Taking Advantage of Bilateral Trade Agreements
Do you intend to make your firm a multinational? If “yes,” it is time to open it in Hong Kong and intensify its presence in the neighboring states.
The lovely thing about Hong Kong is that it has entered into bilateral trade agreements with more than 40 jurisdictions so that you can easily expand your enterprise. For example, it has already entered into free trade agreements with the Association of Southern Asia Nations (ASEAN), Chile, New Zealand and Australia, to mention a few.
You can use these bilateral trade arrangements to expand the market of your firm. For example, you can export or import industrial products to or from Candara and the EU. Make sure also to do comprehensive marketing in these new markets and identify reliable supply chain channels for faster growth.

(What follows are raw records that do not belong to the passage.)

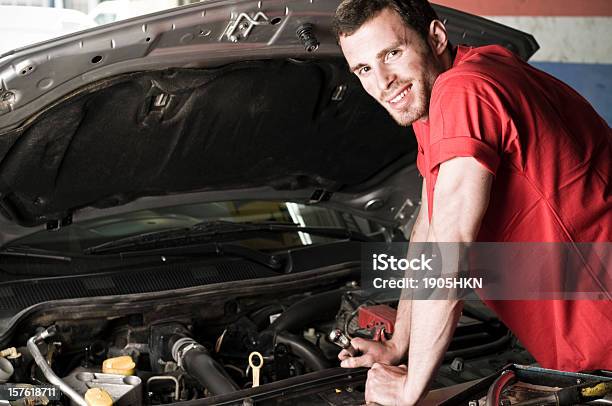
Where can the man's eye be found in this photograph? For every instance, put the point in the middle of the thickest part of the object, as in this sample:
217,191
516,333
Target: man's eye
392,54
363,70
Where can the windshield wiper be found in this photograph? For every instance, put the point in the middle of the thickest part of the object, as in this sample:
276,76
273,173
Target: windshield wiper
209,231
219,249
29,252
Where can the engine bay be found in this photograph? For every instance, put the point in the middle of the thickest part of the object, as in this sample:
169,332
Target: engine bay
223,346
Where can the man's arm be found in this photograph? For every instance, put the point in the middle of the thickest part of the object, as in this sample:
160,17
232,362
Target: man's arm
461,199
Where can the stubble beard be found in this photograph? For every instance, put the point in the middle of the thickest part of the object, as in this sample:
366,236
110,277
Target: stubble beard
419,108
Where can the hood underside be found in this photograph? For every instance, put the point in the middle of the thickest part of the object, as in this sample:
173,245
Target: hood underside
210,99
285,124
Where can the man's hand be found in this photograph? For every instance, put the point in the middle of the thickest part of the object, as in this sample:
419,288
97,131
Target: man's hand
371,352
386,385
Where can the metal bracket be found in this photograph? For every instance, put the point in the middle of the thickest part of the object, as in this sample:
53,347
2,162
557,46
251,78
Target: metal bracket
55,225
243,25
319,195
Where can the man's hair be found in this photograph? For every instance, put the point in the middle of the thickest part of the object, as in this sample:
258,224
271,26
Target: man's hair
352,14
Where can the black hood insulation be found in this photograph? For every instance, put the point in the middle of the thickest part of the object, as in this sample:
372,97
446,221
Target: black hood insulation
285,124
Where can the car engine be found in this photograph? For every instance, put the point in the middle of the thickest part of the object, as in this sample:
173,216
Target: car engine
241,342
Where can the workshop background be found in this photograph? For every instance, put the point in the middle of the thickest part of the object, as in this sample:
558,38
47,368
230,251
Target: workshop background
575,36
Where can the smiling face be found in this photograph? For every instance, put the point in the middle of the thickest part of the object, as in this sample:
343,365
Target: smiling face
395,64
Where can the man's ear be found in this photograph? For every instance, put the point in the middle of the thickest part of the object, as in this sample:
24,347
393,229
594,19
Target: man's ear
437,38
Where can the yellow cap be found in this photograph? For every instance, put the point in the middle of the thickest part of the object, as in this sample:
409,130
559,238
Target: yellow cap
119,365
98,397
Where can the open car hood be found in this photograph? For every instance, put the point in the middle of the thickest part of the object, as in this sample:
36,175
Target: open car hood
217,101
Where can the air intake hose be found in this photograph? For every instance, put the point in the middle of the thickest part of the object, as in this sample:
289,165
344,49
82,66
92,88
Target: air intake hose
197,362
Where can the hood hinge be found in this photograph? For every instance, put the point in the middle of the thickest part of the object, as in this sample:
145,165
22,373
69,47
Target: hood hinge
55,225
319,195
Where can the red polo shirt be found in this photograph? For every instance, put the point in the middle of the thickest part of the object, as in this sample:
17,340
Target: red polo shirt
551,155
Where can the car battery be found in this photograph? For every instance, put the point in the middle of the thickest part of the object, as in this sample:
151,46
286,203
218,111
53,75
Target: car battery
377,317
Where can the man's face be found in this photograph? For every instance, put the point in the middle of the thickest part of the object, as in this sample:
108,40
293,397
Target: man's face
394,64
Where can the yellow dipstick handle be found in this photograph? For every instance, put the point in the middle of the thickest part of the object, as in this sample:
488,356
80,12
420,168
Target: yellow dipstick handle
119,365
255,368
98,397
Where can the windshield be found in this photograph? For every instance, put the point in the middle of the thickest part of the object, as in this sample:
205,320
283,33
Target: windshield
26,22
80,236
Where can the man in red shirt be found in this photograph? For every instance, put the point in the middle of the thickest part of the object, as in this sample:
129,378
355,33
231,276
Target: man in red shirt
508,154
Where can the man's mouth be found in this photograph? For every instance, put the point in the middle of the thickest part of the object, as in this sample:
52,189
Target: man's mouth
400,98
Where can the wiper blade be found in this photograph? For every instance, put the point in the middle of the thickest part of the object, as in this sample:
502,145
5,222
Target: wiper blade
208,231
29,252
219,249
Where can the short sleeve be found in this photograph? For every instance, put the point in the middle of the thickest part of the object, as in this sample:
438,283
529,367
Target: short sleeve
421,165
466,119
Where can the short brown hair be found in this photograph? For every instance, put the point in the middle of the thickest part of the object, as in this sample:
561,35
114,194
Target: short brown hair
352,14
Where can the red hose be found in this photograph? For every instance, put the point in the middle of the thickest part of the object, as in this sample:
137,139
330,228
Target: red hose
495,390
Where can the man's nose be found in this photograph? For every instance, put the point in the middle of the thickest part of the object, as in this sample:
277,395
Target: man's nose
384,78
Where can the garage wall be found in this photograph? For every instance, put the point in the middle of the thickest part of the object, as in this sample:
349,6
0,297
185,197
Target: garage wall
574,37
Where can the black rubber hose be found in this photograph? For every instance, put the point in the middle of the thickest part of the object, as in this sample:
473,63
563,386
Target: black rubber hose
309,353
322,306
478,350
198,363
495,390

Use Your Hong Kong Business to Access the Chinese Market
Although Hong Kong has a great deal of independence, you need to appreciate one fact; it is part of China. Therefore, the Chinese administration has subtle rules and regulations, which allow companies in Hong Kong to access the mainland. Particularly, China has signed the Closer Economic Partnership Arrangement (CEPA) that allows most of the products from Hong Kong to enter duty-free. So, it is time to start planning for the new market of over 1.3 billion in China.

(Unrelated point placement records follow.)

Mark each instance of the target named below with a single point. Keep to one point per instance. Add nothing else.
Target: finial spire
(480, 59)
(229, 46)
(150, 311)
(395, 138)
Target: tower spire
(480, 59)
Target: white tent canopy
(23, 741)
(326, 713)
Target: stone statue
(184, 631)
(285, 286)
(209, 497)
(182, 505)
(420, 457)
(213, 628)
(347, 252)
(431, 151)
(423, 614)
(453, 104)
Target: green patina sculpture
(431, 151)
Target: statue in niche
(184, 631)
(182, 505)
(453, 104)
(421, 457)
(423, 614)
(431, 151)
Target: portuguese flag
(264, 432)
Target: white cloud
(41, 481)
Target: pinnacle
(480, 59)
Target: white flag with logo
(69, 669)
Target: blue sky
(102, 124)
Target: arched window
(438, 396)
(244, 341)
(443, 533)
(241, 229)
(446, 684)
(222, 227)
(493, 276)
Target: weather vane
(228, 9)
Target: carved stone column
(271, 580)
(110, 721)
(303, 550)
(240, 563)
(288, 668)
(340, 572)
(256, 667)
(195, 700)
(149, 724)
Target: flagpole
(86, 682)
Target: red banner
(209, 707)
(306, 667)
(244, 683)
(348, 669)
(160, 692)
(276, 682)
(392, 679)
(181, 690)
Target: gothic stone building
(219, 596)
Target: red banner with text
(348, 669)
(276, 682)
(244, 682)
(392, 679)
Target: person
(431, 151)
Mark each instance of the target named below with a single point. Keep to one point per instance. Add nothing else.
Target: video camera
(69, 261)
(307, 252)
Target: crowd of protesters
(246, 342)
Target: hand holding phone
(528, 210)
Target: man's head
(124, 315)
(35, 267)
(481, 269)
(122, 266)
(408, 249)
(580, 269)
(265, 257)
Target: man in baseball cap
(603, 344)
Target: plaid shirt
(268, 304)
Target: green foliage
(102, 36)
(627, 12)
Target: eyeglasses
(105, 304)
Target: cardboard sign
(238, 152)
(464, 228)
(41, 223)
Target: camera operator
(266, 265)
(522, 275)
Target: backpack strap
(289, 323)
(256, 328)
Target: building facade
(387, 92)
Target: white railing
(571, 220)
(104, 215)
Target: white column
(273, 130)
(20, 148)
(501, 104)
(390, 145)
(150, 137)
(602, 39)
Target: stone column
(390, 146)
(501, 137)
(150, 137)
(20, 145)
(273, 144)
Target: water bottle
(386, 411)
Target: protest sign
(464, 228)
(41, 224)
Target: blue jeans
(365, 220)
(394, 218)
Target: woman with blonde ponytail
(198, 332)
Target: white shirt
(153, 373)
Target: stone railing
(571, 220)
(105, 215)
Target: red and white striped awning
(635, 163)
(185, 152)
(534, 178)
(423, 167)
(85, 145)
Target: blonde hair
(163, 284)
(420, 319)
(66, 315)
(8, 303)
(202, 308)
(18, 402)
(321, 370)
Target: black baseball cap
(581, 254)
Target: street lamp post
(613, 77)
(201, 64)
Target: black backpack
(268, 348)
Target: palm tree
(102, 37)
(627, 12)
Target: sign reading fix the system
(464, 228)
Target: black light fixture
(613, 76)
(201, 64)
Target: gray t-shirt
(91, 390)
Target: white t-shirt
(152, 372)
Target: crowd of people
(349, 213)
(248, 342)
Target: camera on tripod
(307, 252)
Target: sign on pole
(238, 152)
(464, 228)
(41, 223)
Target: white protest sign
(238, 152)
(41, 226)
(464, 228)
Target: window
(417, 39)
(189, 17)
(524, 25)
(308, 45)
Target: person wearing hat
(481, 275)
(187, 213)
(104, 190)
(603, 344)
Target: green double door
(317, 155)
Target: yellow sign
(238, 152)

Planning for business growth should commence even before opening a company in Hong Kong. Particularly, it is crucial to demonstrate tax substance to enjoy preferential treatment both in Hong Kong and other jurisdictions it has signed bilateral trade agreements with.
One fact about Hong Kong is that it never disappoints. It opens diverse business opportunities, but you need to work with an agency of experts to exploit them. The experts will help you to see more opportunities, some that might have skipped your eyes, and craft the right strategies for growth. Do not wait anymore; it is time to open an offshore company in Hong Kong.